Exposé du problème
En l'absence de Patrick
LEROUX ,j'ai contacté Maitre POTIE car ds le 92 nous avons reçu
du directeur de la CPAM 92 l'avenant n°10 par recommandé AR le
12 juillet, nous demandant à chaque professionnel du 92 de repondre
avt le 12 sept par recommandé notre adhésion ou notre non-adhésion
,et qu'en l'absence DE REPONSE nous serions considerer comme HORS CONVENTION.
la consultation auprès de cet avocat nous a montré le caractère illégal de cette procédure
Ci dessous la lettre que nous propose Maitre POTIE d'envoyer
Monsieur le Directeur de la CPAM
Des hauts-de-Seine
13, rue des trois Fontanot
92 026 Nanterre cedex
Copie à la CNAMTS
le ,…a …
Monsieur le Directeur Général,
Vous avez procédé à une notification par lettre recommandée avec accusé de réception de l’avenant n°10 de la convention nationale visant expressément l’article L 162-15 du Code de la Sécurité Sociale, pour justifier de l’obligation pour les médecins de manifester leur volonté d’adhérer par le biais d’un formulaire et cela dans un délai de 2 mois à compter de la notification.
L’article cité dispose in fine que : « l’accord-cadre et la convention nationale sont applicables aux professionnels concernés qui déclarent à la caisse primaire d’assurance maladie, dans un délai fixé par cet accord-cadre ou cette convention, y adhérer. »
A la lecture du texte, il ressort que seul un accord-cadre ou la convention nationale peut faire l’objet d’une adhésion par le médecin.
Votre courrier concerne l’avenant n°10 à la convention ; or les avenants ne sont pas visés par la loi.
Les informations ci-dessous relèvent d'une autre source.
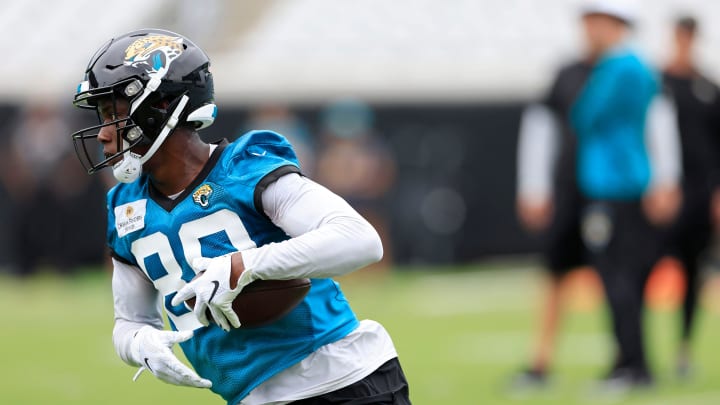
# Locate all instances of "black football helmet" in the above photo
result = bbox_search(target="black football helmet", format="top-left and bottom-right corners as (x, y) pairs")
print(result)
(72, 29), (217, 183)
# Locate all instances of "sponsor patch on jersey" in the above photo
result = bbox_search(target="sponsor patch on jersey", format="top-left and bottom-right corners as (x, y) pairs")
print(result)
(115, 199), (147, 238)
(193, 184), (212, 208)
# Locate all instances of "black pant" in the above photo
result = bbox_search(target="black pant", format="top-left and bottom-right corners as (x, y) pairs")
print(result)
(293, 357), (410, 405)
(663, 184), (713, 341)
(583, 201), (661, 374)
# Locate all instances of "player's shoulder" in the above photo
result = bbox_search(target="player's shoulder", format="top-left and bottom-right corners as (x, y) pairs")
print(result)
(107, 176), (148, 208)
(219, 131), (300, 185)
(223, 130), (297, 166)
(228, 130), (292, 155)
(557, 59), (592, 77)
Depuis la convention nationale des médecins généralistes de 1998, aucun avenant n’a fait l’objet d’une part d’une notification, et d’autre part n’a exigé la manifestation d’une volonté positive d’adhérer.
Un avenant ne doit pas s’analyser juridiquement comme une nouvelle convention, mais comme l’ajout ou la modification d’un aspect particulier de la convention initiale, à laquelle les médecins ont pu adhérer.
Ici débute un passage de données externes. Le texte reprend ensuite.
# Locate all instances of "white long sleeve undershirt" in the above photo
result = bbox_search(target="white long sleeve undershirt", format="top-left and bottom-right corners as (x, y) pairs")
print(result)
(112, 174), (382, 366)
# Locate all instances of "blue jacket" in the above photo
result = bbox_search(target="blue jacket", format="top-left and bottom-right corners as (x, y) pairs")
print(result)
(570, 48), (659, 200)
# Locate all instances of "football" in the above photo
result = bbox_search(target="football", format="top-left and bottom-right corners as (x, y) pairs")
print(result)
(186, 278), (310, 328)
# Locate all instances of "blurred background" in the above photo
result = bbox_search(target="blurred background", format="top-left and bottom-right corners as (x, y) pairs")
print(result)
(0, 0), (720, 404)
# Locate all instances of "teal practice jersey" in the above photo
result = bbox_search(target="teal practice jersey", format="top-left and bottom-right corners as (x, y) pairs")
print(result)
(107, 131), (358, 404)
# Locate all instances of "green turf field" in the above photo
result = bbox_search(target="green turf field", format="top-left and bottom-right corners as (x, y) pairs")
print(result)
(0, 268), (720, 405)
Dès lors il n’existe aucune obligation légale pour les médecins de manifester leur volonté d’adhérer à l’avenant par le biais d’un formulaire.
En formulant cette exigence vous disposez là où la loi ne le prévoit pas.
L’avenant n°10 à la convention nationale approuvé par arrêté ministériel du 28 juin 2002 publié au JO du 29 juin 2002 en son article 10 prévoit que : « La convention ainsi modifiée sera adressée à chaque médecin généraliste qui pourra, s’il le souhaite choisir de ne pas adhérer.»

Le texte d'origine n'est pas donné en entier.